Physics Lab Assignments
Transcript: PHY 21041 Lab 12
For this lab, you need to do a little bit of work ahead of time. You need a pair of glasses, like old people would wear. Not prescription glasses, not bifocals‐ they wouldn’t work, just ordinary, plain vanilla reading glasses. If you’re too embarrassed to borrow them from somebody, just go to Goodwill or something like that to get the cheapest reading glasses you can find. So go ahead and get some glasses and come right back! Unidentified voice: Hey, you young whippersnapper! Come back here with my glasses! And get off my lawn! Unidentified voice: Sorry, he made me do it! I’ll be right back. Unidentified voice: Here you go! Gotta run! Oh, Thank you! I guess. Now all we need is a place to set this up. We need a really dark room. I wonder where we could find one of those. Well, this is convenient. Let’s go on in. We found our dark room, now. Here are the glasses my student just got for me. And I’m using my laptop as a light source. I found a big, red arrow there as an image that we can use. I’m going to set it right here at the end of this long table, with the screen straight up and down. Way down there, at the other end of the table, I have the piece of index card that came from your packet. I have it attached to your book end down there. I have another book end right here that I can use to steady the lens so the image will be sharp and clear when I move it down there. Let’s see what you would do now in the lab. I’m going to hold the glasses, covering one lens. Only one lens is being used. I’m going to start a long distance away from the computer screen. The most common problem is in doing this lab is starting too close. So start a good distance away from the computer screen. And what I’m going to do now is move the lens further and further away until I see an image come to focus on my card over here. And there it comes, we’re almost there.
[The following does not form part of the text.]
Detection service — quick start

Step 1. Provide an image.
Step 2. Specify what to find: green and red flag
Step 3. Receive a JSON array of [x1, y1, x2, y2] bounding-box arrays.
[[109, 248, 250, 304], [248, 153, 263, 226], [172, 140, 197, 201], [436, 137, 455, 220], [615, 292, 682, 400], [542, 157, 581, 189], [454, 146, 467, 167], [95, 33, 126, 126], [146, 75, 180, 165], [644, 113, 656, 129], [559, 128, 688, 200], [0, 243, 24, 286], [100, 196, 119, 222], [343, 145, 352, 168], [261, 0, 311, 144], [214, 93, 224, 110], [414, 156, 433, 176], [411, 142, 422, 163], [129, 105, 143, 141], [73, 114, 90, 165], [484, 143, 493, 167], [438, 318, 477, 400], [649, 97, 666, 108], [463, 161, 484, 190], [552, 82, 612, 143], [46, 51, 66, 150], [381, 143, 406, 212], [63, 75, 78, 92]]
And there is a nice sharp image in the card. You’ll need to then measure, this distance from the lens to the computer, that’s called the object distance, DO, because the computer screen is the object. We’ll also measure from the lens to the card. That’s the image distance, DI. From the instructions in Blackboard learn, you’ll see how to calculate the focal length of this lens using DO and DI. What I want you to do is several different trials like this, where you will move the cardboard screen and then move the lens to a new place to refocus again, in each case measuring DO and DI.